By DAVID LEGGAT
WELLINGTON - Life as a golf professional must seem pretty good for young West Australian Brett Rumford as he leads the New Zealand Open field into the second round at Paraparaumu Beach today.
Rumford, aged 24, shot a 5-under 66 yesterday in his first event since giving away his amateur status at the start of the millennium, and he did it with a flourish on a sweltering day.
He had two birdies by the turn, added another at the 11th then picked up two eagles heading for home. He sank a 12-foot putt on the 12th to go to 5-under, dropped shots on each of the next two holes, before spectacularly chipping in from just off the front of the green on the 18th to regain the lead.
Rumford is already a winner on the tour this summer, joining his mate Aaron Baddeley as an amateur champion when he won the Players Championship in Queensland. As is the golfer's way, while happy with what he had achieved, he still had time last night to bemoan missed opportunities.
"It was weird. I had two good birdie opportunities at six and seven and let them go to waste," he said. "Every hole you should play well I scrambled, and on those you should be patient I played well."
Six players are a shot back, and with 28 players sitting between five and two-under, Rumford isn't about to get carried away.
"There's a long way to go and there's so much depth. The course was playing very easy. I'm surprised there wasn't an eight or nine-under out there because it's possible."
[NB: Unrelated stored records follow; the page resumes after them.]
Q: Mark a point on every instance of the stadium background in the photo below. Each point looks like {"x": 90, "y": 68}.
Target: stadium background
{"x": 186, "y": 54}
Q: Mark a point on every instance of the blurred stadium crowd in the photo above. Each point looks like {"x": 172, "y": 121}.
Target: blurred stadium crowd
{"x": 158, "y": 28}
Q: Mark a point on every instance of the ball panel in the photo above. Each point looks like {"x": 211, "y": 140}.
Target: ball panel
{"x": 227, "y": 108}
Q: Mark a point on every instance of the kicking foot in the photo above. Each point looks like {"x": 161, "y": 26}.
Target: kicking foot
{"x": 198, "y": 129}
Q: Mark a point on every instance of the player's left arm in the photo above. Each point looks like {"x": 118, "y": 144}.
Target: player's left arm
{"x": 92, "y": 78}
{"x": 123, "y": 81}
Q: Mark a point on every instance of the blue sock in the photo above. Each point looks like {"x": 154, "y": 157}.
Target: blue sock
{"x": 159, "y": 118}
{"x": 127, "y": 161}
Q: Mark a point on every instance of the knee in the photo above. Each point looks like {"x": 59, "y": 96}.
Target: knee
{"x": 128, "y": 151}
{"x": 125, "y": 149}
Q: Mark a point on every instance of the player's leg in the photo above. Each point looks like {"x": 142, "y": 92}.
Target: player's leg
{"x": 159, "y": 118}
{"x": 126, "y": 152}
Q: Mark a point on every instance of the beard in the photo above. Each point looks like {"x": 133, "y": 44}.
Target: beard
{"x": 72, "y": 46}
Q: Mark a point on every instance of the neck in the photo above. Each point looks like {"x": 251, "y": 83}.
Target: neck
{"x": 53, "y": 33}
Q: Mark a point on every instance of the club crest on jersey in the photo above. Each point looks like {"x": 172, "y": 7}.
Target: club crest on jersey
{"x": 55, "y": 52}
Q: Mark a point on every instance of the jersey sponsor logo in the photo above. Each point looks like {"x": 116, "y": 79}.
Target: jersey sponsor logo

Rumford teamed up with Baddeley to win the New Zealand amateur foursomes at Remuera last April. While Baddeley has taken the limelight with his Australian Open triumph in November, Rumford, with Europe in his sights later this year, has a steely-eyed determination to succeed - "I've been working the last six years every day for this."
His closest chasers include little-known Australians Chris Gray, Matthew Habgood, Jason Dawes and David Podlich, while Kiwis Stephen Scahill and Takapuna-based professional Rhys Bishop - No 1 on New Zealand's pro-am circuit - are waving the home flag.
Of the bigger names, Greg Turner tumbled from 4-under to finish even-par as a tendon injury threatened his involvement in the remainder of the Open; Michael Campbell couldn't get anything going but is handily placed at 2-under; and Baddeley was off his game but at 1-over is in the frame.
But if Baddeley is concerned at his form - which he put down in part to lack of recent tournament play - it isn't showing, and the youthful confidence remains.
"It was a frustrating day. Really I should have been a couple in the red [under par]. I wasted about five or six shots at least, and did it pretty easy. [Hopefully] I got the bad shots out of the way today and I'll knock them all in tomorrow."
Of the 49 players to go under par yesterday, 15 were New Zealanders.